I did a study abroad there one summer. It's awesome there. Okay, love it. Okay, and your name is? >> Yunus. Yunus. Okay, so Yunus might know a little bit about this already, but I'll I'll I'll talk you guys through a little intro. Um what do we do? We're a AI cloud infrastructure company. Um and our mission is to build the foundational platform for developers to scale their AI workloads. And basically what that means is um we bring the hardware, we bring the GPUs and the compute. Um we make it easy for you guys to bring your code, bring your models, and deploy as quickly as possible.

We don't want you spending time um configuring infrastructure and thinking about things like um scaling. Why RunPod exists. A lot of teams that we've talked to, they're all wrestling with the same thing that infrastructure They're spending more time with the infrastructure than then they are with the models. So things like CUDA version um alignment, like what versions of PyTorch run well together. Um which which uh new the GPU uh SKUs like have been tested and like keep figuring out the bugs there.

So a lot of that is are things that we try to take that um configuration problem away from you guys, so you guys can just feel um focus on training your model or building your apps. And a little bit of a backstory about our company. So this is Zenin and Pradeep are two founders. Um they started RunPod in 2022. They had a failed crypto mining venture, so they had a bunch of spare GPUs in their basement. Um they built a prototype of what is the foundation of RunPod today.

And they just posted on Reddit and said, "Does Does anyone want some free GPUs um in exchange for feedback?" And that is literally how our company started. And ever since then we've been building with in public with the community. Um so we've been revenue generating from the very beginning. Um which is very very rare. Um and even today we have around 500 developers on our platform. We're in 30-plus data centers across 10 countries. Um in Europe that includes France, Romania, Iceland, if that's part of Europe. Uh Asia Pacific. Um and we recently hit um a pretty big milestone of 120 million in annual recurring revenue.

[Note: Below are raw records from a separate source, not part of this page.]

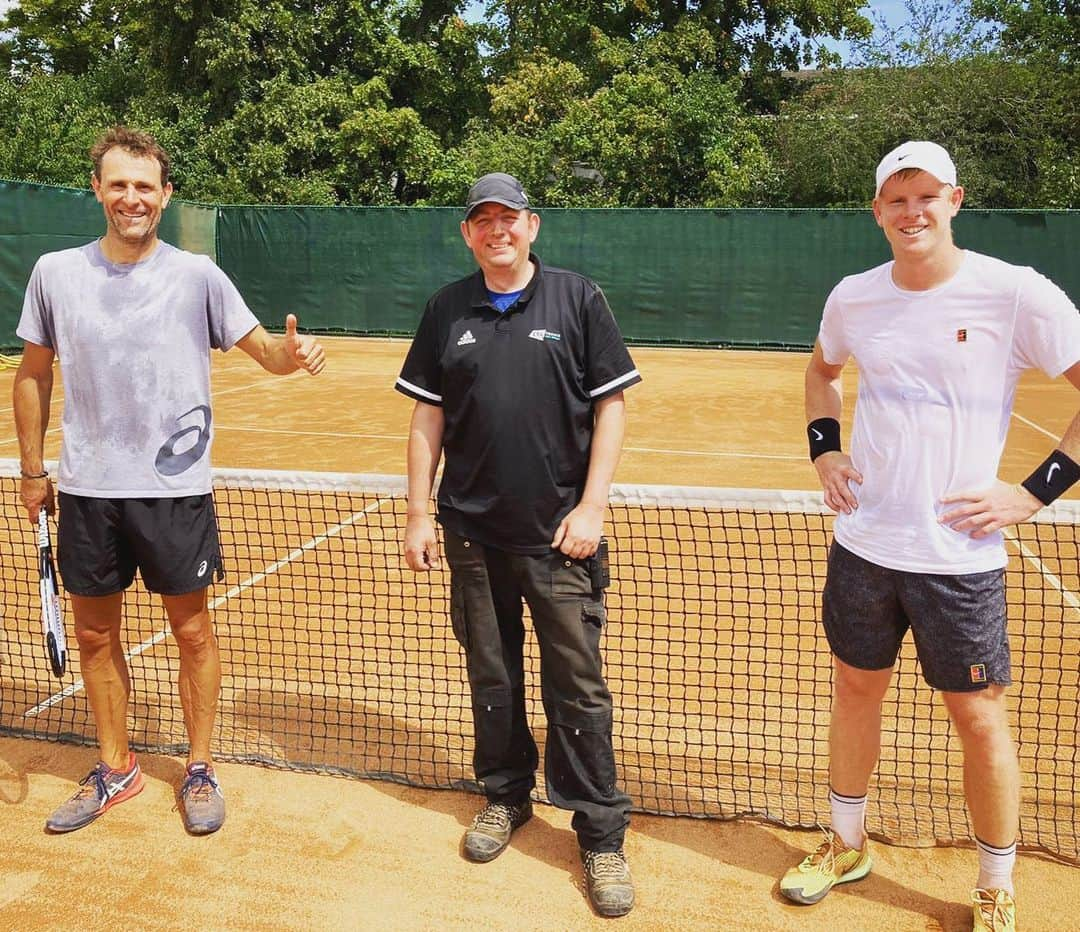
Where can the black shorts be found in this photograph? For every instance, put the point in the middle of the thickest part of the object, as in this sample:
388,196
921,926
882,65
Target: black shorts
172,541
958,622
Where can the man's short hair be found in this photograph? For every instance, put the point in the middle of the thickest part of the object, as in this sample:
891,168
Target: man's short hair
138,144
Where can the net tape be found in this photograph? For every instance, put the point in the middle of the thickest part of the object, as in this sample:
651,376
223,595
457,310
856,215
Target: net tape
337,659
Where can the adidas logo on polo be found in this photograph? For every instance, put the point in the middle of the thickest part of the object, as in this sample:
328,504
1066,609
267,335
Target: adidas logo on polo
544,335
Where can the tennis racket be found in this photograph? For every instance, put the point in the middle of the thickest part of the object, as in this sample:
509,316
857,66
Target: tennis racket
52,620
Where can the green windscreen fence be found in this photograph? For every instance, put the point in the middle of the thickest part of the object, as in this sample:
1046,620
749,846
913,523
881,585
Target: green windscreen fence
737,278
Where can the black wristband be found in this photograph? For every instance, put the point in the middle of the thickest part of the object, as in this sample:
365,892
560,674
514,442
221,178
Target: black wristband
824,435
1053,478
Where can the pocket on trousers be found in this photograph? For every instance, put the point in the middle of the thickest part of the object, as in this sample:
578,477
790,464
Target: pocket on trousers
459,615
593,612
569,579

This is just a quick glance of some of the customers that we have. You might be surprised seeing that some of these are AI native companies um and some large enterprises as well. And kind of the bottom line of what they have in common is that they need flexible and reliable GPU infrastructure. So um I definitely would say we're punching above our weight class. Really quick high level um there's different ways to build on RunPod depending on what you're trying to do. Um so if you need a more persistent um VM environment, then pods is a great use case.

Um if you you can rent a pod on demand, um pay by the second, and once you're done you can tear it all down um and start again. Pods are if you need um reserved GPU. So as long as your pod is running, then the GPU is yours and no one can take it away from you.

Um serverless, if you have if you're ready to deploy something and you and and you care more about scaling, so your workloads are more variable in terms of um frequency and load, um we help you auto scale um your workers for you and scale them back down when you don't have any requests happening, so you don't pay for um any idle time. Um clusters, great use case for training, multi-node. And then hub is also um a place where you can deploy already uh open source AI repos that have already been pre-vetted by us for popular models um like ComfyUI, um stable diffusion, um vLLM.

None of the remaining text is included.